Add a family of AND_ALIGN_D_S keywords

wbclark commented 7 months ago

Hey @ljleb , I'm looking for feedback on a novel method that I developed for blended guidance.

The idea is to compare guidance conds in two different-sized windows around each latent pixel: a detail window of size DxD and a structure window of size SxS. For each latent pixel, we compute a pair of alignment maps between the two tensors, called the detail_alignment and structure_alignment respectively.

The detail_alignment map considers all 2x2 sub-regions in the DxD regions and computes the cosine similarity between the parent and child tensors in each 2x2 sub-region, then averaging these values over all such sub-regions in the DxD regions. The structure_alignment map is computed similarly, using regions of size SxS instead for the structure.

Because cosine similarity of two random vectors in R^n tends to 0 as n grows sufficiently high (intuitively, random vectors tend to be increasingly orthogonal as the dimension of the space increases), averaging cosine similarity over 2x2 sub-regions instead of directly computing cosine similarity in regions of size DxD and SxS, is used as a normalization method to ensure the values computed at different resolutions DxD and SxS are comparable.

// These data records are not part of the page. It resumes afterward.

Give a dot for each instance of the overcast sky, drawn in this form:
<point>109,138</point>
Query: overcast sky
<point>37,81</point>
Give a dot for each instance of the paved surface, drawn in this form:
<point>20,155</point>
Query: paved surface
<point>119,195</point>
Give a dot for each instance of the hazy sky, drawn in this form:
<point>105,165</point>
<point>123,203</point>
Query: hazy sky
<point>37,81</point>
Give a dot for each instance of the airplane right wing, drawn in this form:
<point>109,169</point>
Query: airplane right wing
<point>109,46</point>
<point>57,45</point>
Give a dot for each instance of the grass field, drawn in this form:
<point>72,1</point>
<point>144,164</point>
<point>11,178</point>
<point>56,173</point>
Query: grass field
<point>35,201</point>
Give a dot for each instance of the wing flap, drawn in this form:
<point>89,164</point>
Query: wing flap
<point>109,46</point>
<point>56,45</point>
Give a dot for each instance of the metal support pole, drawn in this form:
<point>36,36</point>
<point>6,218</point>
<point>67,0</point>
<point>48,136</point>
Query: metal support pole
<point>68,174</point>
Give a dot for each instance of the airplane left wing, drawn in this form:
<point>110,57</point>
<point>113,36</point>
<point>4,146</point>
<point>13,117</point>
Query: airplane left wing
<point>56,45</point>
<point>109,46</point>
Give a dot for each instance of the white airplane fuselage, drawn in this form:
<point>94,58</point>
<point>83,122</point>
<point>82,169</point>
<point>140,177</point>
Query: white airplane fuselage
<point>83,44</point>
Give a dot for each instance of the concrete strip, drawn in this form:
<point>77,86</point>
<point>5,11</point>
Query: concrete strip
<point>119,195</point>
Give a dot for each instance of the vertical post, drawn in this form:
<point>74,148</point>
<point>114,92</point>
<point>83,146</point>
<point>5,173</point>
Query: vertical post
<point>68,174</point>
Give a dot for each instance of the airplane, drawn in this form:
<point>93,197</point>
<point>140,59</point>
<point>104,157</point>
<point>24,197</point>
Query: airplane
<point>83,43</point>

The detail alignment will tend to be higher when the details are similar between the two latents, and have a negative value instead when the details in the child latent are contrasting to the details in the parent latent, indicating that the second prompt contains novel details that can be blended. The structure alignment will instead be positive when the structure is similar, and negative where the child latent would significantly diverge from the compositional structure of the parent at resolution SxS.

An alignment weight is computed by starting with the structure alignment and subtracting the detail alignment, giving a single alignment map which is positive when the child latent guidance can enhance the details of the parent latent guidance, without disrupting its structure. The negative values are clamped, and each latent pixel is blended according to its resulting alignment weight.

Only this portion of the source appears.